At the same time, Desai described how engineering teams often deliver digital services and applications across a number of different platforms, including web, mobile and native applications. “Maintaining a seamless, reliable user experience across all these disparate platforms is both difficult and critical,” Desai said.

In this challenging context, Sentry’s Release Health extends to JavaScript projects, allowing developers to monitor the health of releases by observing: user adoption, application usage, percentage of crashes and session data. The main goal, of course, is to offer developers more visibility into release performance in order to more quickly detect and fix code errors that might otherwise negatively impact the user experience.

Desai also noted how solving code issues often requires linking frontend issues with backend code, third-party APIs, or microservices, “which means tools that don’t fully trace issues or provide full context aren’t really solving the crash or performance issue.”
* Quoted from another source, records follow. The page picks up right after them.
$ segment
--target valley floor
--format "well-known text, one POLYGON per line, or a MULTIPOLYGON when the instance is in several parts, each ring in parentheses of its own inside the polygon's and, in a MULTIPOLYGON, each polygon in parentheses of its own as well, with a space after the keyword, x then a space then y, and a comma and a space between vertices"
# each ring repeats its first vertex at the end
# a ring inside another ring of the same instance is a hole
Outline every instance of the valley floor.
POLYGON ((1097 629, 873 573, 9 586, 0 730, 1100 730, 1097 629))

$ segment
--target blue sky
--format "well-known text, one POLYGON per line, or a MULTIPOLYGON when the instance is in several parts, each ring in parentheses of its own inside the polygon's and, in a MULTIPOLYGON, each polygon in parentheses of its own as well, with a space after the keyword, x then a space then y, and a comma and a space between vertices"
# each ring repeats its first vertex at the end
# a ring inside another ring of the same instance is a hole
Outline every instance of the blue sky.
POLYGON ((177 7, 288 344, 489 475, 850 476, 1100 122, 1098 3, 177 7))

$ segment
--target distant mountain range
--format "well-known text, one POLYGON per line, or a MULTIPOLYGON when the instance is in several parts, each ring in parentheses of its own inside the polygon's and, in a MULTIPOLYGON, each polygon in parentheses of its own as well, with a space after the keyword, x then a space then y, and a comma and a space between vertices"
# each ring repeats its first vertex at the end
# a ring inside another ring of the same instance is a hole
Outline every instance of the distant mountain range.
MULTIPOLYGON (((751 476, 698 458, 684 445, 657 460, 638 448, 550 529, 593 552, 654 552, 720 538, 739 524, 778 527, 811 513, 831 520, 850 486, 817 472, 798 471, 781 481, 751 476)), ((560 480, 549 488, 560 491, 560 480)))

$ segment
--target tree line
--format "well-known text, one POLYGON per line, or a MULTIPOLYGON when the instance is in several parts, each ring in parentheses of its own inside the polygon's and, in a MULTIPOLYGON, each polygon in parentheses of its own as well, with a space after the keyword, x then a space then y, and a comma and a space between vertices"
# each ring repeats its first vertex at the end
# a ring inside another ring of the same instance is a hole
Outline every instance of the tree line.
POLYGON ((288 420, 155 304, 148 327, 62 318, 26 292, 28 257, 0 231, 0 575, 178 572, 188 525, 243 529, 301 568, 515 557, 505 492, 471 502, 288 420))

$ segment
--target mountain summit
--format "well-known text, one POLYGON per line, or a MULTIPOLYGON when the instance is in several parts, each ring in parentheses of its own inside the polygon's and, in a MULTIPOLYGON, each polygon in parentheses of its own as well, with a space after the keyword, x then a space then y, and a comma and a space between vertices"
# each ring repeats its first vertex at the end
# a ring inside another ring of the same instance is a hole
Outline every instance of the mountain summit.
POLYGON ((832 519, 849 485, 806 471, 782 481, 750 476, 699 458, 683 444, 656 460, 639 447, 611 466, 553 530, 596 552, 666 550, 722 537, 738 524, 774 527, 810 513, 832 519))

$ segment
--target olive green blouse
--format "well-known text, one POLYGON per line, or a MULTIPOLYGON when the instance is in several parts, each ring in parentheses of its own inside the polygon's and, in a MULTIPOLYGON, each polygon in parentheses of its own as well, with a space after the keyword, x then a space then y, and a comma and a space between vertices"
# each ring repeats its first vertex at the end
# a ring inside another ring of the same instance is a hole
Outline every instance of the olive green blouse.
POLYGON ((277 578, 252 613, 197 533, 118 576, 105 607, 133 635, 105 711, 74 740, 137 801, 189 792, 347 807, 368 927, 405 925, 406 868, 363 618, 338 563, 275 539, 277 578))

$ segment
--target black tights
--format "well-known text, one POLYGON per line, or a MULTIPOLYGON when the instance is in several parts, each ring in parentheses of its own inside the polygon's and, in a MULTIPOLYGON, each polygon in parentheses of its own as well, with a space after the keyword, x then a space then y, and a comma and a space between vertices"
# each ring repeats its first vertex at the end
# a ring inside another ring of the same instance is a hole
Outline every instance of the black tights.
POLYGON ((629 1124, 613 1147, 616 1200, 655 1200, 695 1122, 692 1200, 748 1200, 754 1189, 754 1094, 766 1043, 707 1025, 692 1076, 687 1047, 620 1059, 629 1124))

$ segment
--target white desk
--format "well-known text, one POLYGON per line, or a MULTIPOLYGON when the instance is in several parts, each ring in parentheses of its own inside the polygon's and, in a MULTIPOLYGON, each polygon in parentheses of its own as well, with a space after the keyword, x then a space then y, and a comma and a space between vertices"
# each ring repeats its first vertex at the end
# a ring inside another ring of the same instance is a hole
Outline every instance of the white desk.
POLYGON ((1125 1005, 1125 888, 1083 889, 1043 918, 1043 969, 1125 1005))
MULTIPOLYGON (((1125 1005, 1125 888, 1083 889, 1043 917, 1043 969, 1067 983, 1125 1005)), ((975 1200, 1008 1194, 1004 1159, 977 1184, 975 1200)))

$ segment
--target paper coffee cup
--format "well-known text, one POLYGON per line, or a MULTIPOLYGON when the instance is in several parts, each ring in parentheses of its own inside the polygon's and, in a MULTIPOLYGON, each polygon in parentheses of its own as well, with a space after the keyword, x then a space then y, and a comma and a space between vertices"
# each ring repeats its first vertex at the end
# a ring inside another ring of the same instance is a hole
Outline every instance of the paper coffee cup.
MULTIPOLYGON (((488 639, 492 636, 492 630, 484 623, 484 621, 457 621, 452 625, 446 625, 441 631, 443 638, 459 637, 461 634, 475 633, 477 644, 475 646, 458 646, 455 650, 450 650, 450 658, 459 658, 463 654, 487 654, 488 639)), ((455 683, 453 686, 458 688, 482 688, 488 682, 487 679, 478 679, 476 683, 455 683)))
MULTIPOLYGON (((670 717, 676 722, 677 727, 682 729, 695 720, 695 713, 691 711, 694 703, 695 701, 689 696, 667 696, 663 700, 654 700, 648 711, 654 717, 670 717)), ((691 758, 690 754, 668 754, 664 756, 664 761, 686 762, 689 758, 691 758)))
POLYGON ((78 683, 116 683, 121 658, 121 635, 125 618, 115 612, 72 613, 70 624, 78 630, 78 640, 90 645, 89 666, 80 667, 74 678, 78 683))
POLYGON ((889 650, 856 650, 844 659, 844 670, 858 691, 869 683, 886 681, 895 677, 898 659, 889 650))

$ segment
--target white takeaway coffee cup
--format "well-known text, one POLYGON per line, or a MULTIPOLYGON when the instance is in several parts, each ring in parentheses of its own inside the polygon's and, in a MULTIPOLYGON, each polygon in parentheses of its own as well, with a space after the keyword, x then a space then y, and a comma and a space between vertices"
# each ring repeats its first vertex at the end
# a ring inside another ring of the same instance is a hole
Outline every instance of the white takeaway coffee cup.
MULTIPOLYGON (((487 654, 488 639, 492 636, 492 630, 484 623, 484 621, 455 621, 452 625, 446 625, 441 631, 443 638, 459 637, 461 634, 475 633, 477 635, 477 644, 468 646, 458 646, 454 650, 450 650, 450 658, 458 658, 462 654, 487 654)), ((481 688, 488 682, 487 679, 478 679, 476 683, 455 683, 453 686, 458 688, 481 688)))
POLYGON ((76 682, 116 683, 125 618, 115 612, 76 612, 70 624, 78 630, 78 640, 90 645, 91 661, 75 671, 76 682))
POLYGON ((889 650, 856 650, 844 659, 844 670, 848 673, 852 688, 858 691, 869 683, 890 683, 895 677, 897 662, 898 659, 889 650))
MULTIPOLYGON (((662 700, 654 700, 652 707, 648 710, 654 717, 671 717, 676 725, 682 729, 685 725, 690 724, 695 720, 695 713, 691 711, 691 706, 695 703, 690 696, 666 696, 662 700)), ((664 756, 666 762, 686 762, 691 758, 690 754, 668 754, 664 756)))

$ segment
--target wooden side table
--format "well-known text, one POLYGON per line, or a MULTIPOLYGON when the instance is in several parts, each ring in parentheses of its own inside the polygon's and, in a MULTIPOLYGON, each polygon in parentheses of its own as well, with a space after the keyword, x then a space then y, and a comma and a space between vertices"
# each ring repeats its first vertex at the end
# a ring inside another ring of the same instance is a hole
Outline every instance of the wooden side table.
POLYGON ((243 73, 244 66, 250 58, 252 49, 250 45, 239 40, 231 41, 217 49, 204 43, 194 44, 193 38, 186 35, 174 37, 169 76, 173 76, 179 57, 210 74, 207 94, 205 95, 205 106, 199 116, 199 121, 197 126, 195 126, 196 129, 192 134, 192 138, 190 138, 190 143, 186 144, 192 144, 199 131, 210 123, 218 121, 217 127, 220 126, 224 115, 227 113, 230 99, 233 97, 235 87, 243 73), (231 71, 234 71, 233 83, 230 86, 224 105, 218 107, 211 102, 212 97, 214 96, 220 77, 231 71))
“With Sentry’s suite of application monitoring capabilities for JavaScript, developers don’t have to spend countless hours performing code rollbacks and combing through logs to figure out why an application is performing poorly,” Desai said. “They can easily identify if the problem is a software bug or just inefficient code, who is impacted, and even pinpoint the exact release when the problem started.”

Ultimately, the idea for Sentry’s monitoring capabilities, in general, is to offer developers direct visibility into and access to the code they release in order to bypass otherwise bureaucratic elements that might otherwise hinder the detect-and-fix process. This capability, of course, is now applicable for JavaScript developers using Release Health, allowing them to use the application health insights Sentry’s tools offer to detect new errors and the number of users that are impacted in order to more quickly offer to create fixes, Desai said.

“With Release Health added to our error and performance capabilities, JavaScript developers can now track the health of their applications from the very moment it is live. They don’t need to react to tangential signals like support tickets,” Desai said. Since Sentry’s Release Health reports on version adoption, the fix may not even require a code change and could be simply asking a user to refresh their browser. Release Health enables developers to create a more efficient workflow that frees up time for developers to build new, valuable services for the business.”